Department of Physics, University of Tokyo, Tokyo 113-0033, Japan.
Laboratory for Materials and Structures, Institute of Innovative Research, Tokyo Institute of Technology, Yokohama 226-8503, Japan.
J Chem Phys. 2019 Mar 21;150(11):114104. doi: 10.1063/1.5079474.
We propose two schemes for interpolation of the one-particle Green's function (GF) calculated within a coupled-cluster singles and doubles (CCSD) method for a periodic system. These schemes use Wannier orbitals for circumventing huge cost for a large number of sampled k points. One of the schemes is the direct interpolation, which obtains the GF straightforwardly by using Fourier transformation. The other is the self-energy-mediated interpolation, which obtains the GF via the Dyson equation. We apply the schemes to a LiH chain and trans-polyacetylene and examine their validity in detail. It is demonstrated that the direct-interpolated GFs suffer from numerical artifacts stemming from slow convergence of CCSD GFs in real space, while the self-energy-mediated interpolation provides more physically appropriate GFs due to the localized nature of CCSD self-energies. Our schemes are also applicable to other correlated methods capable of providing GFs.

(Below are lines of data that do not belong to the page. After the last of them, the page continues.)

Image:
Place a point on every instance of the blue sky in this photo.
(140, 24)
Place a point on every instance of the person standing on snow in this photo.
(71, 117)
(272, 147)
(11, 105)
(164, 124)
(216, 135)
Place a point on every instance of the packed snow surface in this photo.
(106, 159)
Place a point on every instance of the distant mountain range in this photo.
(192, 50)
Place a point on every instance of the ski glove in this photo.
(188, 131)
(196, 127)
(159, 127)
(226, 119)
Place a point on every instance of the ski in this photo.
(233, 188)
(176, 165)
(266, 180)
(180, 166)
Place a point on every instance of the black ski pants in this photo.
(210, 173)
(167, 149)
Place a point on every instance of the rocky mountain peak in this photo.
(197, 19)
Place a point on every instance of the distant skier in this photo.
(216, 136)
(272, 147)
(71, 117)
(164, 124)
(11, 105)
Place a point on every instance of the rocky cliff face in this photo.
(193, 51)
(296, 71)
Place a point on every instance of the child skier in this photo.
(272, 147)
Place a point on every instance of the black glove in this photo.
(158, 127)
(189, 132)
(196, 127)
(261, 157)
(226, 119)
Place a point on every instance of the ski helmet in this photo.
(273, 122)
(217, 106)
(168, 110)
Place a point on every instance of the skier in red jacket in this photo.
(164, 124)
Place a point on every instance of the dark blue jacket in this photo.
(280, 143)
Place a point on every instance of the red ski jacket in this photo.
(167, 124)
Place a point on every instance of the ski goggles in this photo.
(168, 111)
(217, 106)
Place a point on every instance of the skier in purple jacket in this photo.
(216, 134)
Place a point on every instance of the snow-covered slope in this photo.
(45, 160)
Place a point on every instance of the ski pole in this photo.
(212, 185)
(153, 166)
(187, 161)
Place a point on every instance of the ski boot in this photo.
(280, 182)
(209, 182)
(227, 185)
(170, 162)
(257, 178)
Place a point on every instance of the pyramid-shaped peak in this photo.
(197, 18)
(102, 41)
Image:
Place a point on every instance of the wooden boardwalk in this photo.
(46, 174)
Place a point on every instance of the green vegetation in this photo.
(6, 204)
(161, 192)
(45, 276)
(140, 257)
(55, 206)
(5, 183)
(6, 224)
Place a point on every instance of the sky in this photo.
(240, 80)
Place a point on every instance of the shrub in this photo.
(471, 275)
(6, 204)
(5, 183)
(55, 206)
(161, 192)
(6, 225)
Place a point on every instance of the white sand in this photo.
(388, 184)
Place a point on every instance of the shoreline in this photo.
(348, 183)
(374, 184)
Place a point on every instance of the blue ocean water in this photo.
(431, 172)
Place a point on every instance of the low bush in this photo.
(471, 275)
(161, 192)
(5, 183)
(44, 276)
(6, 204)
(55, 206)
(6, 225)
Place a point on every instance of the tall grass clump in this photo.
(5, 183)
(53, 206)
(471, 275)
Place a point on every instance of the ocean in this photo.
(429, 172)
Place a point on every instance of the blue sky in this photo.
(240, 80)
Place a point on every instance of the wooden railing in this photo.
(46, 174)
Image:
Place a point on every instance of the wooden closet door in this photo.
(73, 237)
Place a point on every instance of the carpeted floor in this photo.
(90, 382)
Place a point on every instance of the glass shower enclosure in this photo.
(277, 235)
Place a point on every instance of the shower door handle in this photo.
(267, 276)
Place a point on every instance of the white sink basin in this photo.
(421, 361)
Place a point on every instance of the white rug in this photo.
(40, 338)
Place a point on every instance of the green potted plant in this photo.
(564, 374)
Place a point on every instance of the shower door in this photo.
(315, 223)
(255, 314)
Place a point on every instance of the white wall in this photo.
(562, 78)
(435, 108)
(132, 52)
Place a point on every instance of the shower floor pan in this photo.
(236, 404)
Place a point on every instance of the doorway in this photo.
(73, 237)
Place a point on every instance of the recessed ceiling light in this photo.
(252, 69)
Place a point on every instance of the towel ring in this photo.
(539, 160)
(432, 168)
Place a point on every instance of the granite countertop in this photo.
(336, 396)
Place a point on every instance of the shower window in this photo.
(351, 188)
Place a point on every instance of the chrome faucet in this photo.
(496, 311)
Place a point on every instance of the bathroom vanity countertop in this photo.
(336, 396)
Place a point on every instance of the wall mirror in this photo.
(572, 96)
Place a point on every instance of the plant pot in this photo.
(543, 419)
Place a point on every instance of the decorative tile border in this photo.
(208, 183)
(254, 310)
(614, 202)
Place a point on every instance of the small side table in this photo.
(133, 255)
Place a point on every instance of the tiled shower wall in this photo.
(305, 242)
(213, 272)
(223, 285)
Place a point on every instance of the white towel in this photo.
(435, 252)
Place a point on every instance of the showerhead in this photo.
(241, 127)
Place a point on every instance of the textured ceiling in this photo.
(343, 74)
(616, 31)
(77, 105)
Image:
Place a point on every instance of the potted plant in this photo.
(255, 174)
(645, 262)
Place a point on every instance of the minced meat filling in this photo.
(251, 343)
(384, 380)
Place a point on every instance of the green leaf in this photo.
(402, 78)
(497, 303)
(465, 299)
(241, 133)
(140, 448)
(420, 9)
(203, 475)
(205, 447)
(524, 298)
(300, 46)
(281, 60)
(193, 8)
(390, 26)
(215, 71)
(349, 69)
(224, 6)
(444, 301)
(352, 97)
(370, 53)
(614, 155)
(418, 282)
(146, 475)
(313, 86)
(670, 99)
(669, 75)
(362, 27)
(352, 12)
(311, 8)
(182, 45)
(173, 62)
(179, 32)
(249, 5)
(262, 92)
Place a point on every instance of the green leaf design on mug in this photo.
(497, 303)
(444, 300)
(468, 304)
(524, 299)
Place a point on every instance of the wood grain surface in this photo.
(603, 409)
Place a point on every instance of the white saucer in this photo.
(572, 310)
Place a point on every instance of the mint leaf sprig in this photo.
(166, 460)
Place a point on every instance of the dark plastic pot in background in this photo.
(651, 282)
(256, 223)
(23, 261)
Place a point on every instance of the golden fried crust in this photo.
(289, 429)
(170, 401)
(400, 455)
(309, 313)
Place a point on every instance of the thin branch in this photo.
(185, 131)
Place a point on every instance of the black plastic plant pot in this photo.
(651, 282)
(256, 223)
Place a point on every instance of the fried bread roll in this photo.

我们提出了两种方案,用于对周期性系统中单粒子格林函数(GF)进行插值,该 GF 是通过耦合簇单双激发(CCSD)方法计算得到的。这些方案使用了 Wannier 轨道,以避免在大量采样的 k 点上花费大量成本。其中一种方案是直接插值,它通过傅里叶变换直接获得 GF。另一种是自能介导插值,它通过 Dyson 方程获得 GF。我们将这些方案应用于 LiH 链和反式聚乙炔,并详细检查了它们的有效性。结果表明,直接插值 GF 受到了 CCSD GF 在实空间中收敛缓慢所导致的数值伪影的影响,而自能介导插值由于 CCSD 自能的局域性质,提供了更符合物理实际的 GF。我们的方案也适用于其他能够提供 GF 的相关方法。